Don’t wait until another special occasion before we connect with family and friends again!
A few years ago when we celebrated my grandmother’s 100th birthday, we invited a few hundred relatives, family and friends for a HUGE birthday celebration.
Many of my grandmother’s close relatives and friends made it back for this grand occasion to be with her. Many of them flew back from overseas. I was amazed that I had not met most of them before, especially those who lived overseas and interstate.
They had a great time connecting and catching up with each other, and spent many hours reminiscing over the good old times, sharing amazing stories and experiences.
Before they said their good-byes, my grandmother mentioned to a few of her relatives “please let’s visit each other often. Don’t wait until another big occasion before we talk to each other again!”. They agreed, but unfortunately never followed it up. My grandmother passed away not long after her 100th birthday. I wished the relatives would visit more often, as I could see how happy they were to reconnect.
My grandmother’s short statement spoke volumes – How true it was!
Why do we talk and see each other so infrequently?
Why wait until people’s birthday or special occassions to make an effort to see or connect with each other?
Why do we travel thousands of kilometers to attend a loved one’s funeral?
When my father had his leg amputated a few years ago, I was back in Penang to help my mum to care for my dad. During that time, I took the opportunity to visit a few old folks home (retirement home) in Penang together with my aunty. I have to honestly say that I was totally saddened with the situation the senior members of the society are facing daily.

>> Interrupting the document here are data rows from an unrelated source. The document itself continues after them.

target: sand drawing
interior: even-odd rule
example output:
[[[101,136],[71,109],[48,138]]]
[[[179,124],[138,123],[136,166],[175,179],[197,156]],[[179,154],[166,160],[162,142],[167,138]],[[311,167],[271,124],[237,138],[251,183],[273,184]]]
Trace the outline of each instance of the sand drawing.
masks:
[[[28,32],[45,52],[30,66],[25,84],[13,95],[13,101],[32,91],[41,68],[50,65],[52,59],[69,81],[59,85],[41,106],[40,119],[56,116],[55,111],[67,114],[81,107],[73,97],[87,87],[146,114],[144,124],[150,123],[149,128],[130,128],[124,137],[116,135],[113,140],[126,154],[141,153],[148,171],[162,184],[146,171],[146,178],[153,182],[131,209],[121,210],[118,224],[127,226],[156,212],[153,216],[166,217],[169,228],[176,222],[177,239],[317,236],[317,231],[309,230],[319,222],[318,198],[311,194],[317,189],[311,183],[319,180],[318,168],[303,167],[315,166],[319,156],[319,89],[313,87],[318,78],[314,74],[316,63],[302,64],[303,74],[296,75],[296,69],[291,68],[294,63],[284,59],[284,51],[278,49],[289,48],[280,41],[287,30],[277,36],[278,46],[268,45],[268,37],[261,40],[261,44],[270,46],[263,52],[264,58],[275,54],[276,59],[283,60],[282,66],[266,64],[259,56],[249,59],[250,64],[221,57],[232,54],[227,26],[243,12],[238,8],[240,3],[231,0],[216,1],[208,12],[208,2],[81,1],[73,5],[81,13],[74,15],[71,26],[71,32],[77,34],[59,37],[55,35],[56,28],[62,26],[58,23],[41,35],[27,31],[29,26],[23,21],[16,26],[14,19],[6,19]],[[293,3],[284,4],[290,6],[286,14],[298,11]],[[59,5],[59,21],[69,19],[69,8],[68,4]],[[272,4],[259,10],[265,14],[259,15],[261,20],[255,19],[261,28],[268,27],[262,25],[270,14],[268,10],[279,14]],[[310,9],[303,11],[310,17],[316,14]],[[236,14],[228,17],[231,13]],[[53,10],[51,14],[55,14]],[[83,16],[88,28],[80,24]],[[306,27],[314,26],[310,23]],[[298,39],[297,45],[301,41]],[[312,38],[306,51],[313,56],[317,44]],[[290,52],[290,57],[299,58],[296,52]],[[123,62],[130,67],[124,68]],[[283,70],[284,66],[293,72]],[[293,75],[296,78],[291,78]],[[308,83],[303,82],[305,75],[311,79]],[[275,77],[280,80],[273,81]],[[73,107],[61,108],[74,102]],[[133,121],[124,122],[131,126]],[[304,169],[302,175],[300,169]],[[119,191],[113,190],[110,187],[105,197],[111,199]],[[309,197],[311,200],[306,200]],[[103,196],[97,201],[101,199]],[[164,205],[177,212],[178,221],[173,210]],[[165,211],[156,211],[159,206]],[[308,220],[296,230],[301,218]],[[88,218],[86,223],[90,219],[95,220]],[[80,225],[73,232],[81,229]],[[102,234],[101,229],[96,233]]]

It is not so much of the condition of the home, but the sheer loneliness of the elderly citizens. Up to today I am still haunted by the sadness in their eyes combined with the un-stimulating music, activities and TV programs that are being broadcasted to the residence there.
I can still remember one elderly lady sitting in one corner with her lunch: eating ever so slowly, not that she could not eat, but because she knew that once she had finished with her lunch, it would be another few hours before afternoon tea was served.
Luckily, my grandmother lived with my parents; she still had contact with relatives living close by, my mum and dad to talk to and a home to live in.
Everyone has 24 hours each day. How you set your priorities, according to what is important to your life, i.e. family, work, health, dreams, home, friends etc., will determine whether you have lived your life fulfilled.
Whether we live interstate or overseas, do make some time to drop your loved ones a call or a letter when you can spare some time. Or better still, ring them. Nowadays, we have great deals with the phone companies.
As my husband puts it…” By the time you have the time, that person may not have the time for you!”
So don’t wait until another celebration or special occasions before we talk to each other again! Let’s pick up the phone and start connecting with your family and friends now!